# Retrieving Problem



## jas (Mar 31, 2009)

Oscar is six months old and used to retrieve pretty enthusiastically but lately he just either runs towads the object slowly, gets there, picks it up then puts it down and starts sniffing at somnething else, or he will just run towards it and then just go off in a different direction. Any idea how i can get him interested in it again? Ideally, I'd like to work him so this is quite an issue! This is not guaranteed to happen all the time but its 50/50 at the moment. When he does return to me, I give him lots of praise and he gets a reward once he has finished.


----------



## bobbyh09 (Sep 4, 2009)

JAS, I have a 7 month old and when he was about 5 or 6 months he did the same thing you are talking about.. I just kept working with him and giving him praise and rewards.. Now at 7 months he does it pretty much automatically.. I am working him in the field with Pigeons and he retrieves everytime in the field.. I have found tha when we are in the back yard he thinks its more of a game and still gets destracted by different smells and such.. I would just say to stay with it.. I think it will come around.. 
Its amazing how my pup knows the difference between the back yard and everywhere else.. I think he will be fine in the field.. Hope this helps!!


----------



## Waldo (Sep 2, 2009)

My Brittany is a very reluctant (well OK I have given up throwing dummies, toys, etc) in the yard, but drop a bird or a duck and she is on to it in a flash. I think some dogs can tell the difference and find anything other than the real thing a bit of a boring, kind of like an insult to their intelligence. Some have sugested to me to work backwards from real game towards dummies other than the traditional progression from dummies to game, might be worth a try?
Cheers,
Waldo


----------



## gunnr (Aug 14, 2009)

Time to change the location and the game. 

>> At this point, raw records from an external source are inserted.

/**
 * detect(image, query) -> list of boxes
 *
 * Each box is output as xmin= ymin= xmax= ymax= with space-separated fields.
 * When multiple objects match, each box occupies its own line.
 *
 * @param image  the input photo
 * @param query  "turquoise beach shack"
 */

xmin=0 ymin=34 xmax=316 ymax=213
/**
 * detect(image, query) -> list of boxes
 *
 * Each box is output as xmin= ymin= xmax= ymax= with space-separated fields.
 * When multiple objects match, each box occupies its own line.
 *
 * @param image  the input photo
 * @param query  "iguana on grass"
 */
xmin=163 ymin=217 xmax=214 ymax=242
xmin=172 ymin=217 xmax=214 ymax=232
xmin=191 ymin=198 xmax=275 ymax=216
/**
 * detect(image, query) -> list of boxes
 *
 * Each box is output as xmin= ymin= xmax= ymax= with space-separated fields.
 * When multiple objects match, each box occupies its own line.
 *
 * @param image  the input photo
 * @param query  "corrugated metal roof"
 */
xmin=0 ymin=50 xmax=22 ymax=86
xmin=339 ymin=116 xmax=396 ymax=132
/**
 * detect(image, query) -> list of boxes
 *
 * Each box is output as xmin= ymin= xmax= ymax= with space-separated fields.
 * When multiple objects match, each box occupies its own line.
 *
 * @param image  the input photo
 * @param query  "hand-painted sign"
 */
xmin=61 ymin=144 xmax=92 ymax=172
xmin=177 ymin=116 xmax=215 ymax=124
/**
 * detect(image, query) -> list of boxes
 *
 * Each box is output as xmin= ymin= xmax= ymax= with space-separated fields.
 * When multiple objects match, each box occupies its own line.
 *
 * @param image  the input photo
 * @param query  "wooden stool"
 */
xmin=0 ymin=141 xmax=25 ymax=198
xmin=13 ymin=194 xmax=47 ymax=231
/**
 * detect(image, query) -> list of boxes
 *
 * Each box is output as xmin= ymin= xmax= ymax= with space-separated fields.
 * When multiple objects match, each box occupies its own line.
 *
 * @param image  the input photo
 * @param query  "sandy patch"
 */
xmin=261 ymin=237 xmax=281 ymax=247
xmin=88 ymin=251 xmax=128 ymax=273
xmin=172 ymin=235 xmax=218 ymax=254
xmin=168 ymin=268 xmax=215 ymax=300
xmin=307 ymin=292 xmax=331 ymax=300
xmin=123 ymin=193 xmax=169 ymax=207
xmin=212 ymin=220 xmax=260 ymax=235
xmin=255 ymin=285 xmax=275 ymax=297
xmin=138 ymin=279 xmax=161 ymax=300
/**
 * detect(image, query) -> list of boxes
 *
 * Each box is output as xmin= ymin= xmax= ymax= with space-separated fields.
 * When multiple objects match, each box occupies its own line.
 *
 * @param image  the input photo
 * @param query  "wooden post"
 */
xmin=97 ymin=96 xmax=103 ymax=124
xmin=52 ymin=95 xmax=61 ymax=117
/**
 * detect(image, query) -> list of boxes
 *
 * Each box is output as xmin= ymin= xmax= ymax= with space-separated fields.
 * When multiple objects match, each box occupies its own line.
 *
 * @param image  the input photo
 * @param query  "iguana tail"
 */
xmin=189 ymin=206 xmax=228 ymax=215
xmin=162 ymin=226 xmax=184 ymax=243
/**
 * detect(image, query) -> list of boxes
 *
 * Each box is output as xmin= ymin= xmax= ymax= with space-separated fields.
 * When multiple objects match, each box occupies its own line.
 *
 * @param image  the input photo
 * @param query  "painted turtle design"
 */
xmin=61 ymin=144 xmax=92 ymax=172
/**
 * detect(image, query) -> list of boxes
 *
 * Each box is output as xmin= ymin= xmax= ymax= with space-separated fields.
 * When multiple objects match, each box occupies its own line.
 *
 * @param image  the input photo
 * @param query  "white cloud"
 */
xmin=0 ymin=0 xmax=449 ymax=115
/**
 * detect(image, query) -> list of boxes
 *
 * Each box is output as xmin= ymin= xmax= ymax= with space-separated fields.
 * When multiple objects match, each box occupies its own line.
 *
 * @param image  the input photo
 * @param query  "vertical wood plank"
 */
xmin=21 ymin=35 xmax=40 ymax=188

 Try attaching some game bird feathers to a training buck, and wrapping it in bridal veil really tight. If you can get ahold of a real quail(dead) wrap that in one of those orange sacks from the grocery store. It can be kept frozen in the freezer, but put it in a ziploc bag. Keep mixing up the reward also. Sometimes after one, two or three retrieves. He's too young for Force Fetch training in my opinion, so just try to keep him interested.
They do change on birds though. I had one that would retrieve an object about 8 times and then game over. A real bird was a way different story.


----------



## Ruby (Oct 15, 2009)

Hi,
I'm having the same problem with my 5 1/2 month old. She used to be so keen, now she chases item enthusiastically, picks it up and then drops it again as if she's bored! I try to give her loads of praise and she comes running back very proud of herself...but minus said item!!! I guess there's just way too many interesting smells around!!
I have noticed she seems to prefer it if the thing bounces a lot!
xx


----------